DBFS implements global metalock control and Blockgroup allocation optimization for all nodes when multi-point write. In addition, it will also involve disk-based quorum algorithm, etc. The content is relatively complex, so I will not give a detailed statement for the moment.

3.2 Combination of Software and Hardware

With the emergence of new storage media, database is bound to need to use it to play a better performance or lower cost optimization, and achieve the autonomy of the underlying storage media.

From the perspective of Intel’s planning for storage media, AEP,Optane and SSD will be formed in terms of performance and capacity, and QLC will appear in the direction of large capacity. Therefore, in terms of overall performance and cost, we think Optane is a relatively good cache product. We chose this as the implementation of DBFS header persistence filecache.



3.2.1 Persistent File Cache

DBFS implements the local persistent cache function based on Optane, which further improves the read and write performance of the database under the condition of memory separation. File cache does a lot of work to achieve production availability, such as:

● Stable and reliable fault handling

● Dynamic Enable and Disable are supported

● Support load balancing

● Supports performance indicator collection and display

● Supports data correctness Scrub

The support of these functions lays a solid foundation for on-line stability. Wherein, I/O for Optane is SPDK’s pure user-mode technology, and DBFS is combined with vhost of Fusion Engine. The page size of the File Cache can be optimally configured based on the block size of the upper-layer database for best results.

Here is the architecture of file cache:



Here are the read/write performance gains from the test:



The value containing cache is obtained based on filecache.
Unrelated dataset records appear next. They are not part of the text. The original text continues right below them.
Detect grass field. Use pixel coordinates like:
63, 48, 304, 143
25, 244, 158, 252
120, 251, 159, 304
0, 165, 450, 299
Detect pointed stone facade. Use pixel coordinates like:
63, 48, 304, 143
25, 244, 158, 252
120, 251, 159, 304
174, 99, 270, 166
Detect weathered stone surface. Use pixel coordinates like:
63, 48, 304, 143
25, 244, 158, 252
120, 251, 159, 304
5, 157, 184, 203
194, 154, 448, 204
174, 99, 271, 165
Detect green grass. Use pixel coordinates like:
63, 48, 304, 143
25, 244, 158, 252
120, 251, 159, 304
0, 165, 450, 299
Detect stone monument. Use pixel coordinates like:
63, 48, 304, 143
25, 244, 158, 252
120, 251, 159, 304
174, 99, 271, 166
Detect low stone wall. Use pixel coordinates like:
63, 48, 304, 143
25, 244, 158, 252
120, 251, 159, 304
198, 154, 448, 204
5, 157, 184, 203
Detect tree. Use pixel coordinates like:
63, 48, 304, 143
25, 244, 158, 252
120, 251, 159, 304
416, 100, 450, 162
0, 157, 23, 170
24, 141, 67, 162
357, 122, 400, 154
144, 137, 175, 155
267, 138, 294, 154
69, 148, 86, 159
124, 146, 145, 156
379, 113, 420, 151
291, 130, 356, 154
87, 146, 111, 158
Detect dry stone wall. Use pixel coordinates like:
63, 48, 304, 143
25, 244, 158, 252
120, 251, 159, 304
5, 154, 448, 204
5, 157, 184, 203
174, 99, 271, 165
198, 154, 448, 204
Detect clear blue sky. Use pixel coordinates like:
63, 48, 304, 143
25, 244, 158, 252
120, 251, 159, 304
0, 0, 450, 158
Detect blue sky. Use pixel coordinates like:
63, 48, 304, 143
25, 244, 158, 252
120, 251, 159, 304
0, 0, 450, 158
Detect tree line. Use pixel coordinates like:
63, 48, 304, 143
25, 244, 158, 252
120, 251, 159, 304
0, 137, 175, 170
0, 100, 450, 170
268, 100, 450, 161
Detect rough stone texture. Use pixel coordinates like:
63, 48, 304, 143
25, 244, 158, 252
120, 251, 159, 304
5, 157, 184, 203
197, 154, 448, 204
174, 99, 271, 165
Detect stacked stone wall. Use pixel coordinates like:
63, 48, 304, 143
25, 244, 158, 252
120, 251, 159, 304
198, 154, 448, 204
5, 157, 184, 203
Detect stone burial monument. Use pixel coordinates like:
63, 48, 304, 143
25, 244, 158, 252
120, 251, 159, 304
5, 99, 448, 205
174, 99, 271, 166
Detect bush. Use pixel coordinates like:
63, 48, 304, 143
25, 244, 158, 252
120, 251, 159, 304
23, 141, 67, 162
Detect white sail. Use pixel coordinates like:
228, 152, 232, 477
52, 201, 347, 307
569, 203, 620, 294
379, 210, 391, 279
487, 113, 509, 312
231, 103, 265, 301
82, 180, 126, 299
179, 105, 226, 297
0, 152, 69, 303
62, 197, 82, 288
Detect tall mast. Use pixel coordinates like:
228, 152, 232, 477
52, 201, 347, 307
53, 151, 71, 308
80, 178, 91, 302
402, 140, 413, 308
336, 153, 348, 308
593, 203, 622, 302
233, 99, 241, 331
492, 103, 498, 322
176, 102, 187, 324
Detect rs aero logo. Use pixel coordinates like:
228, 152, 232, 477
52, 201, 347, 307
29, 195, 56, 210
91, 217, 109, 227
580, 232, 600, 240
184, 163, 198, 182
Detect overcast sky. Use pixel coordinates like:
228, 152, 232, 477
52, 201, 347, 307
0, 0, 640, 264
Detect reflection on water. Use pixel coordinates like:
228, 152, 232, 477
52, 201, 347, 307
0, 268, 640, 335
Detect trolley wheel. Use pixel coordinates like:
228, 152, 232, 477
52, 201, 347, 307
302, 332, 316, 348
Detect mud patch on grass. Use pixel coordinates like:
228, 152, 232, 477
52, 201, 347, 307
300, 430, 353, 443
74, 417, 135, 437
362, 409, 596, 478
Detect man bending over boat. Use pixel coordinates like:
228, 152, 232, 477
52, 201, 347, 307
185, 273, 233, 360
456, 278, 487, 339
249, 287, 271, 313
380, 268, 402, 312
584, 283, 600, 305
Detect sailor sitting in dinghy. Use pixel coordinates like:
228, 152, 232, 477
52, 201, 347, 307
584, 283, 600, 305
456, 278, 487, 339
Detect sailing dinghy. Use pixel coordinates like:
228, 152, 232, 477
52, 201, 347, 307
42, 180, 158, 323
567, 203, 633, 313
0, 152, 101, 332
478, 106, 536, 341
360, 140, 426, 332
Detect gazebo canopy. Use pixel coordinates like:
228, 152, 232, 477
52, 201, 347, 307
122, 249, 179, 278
Overall performance As the hit ratio increases, read latency decreases. In addition, many performance indicators of File cache are monitored.

3.2.2 the Open Channel SSD

X-engine collaborated with DBFS and the Fusion Engine team to further build a controllable storage system based on Object SSDS. In reducing SSD wear, improving SSD throughput, reducing read and write interference and other fields, in-depth exploration and practice, have achieved very good results. At present, we have combined the tiered storage strategy of X-Engine to get through the read and write path. We look forward to the further research and development of intelligent storage.

Iv. Summary and outlook

In 2018, DBFS has massively supported X-DB to support “11.11” in the form of storage and computing separation. At the same time, it also enables ADS to achieve multi-read ability in one write and Tair, etc.

In addition to supporting services, DBFS itself has enabled the support of PG process and MySQL thread architecture, opened up VFS interface, and achieved compatibility with Linux ecosystem, becoming a true storage medium level product — clustered user mode file system. In the future, more hardware and software combination, hierarchical storage, NVMeoF and other technologies will enable more databases to achieve greater value.



The original link

This article is the original content of the cloud habitat community, shall not be reproduced without permission.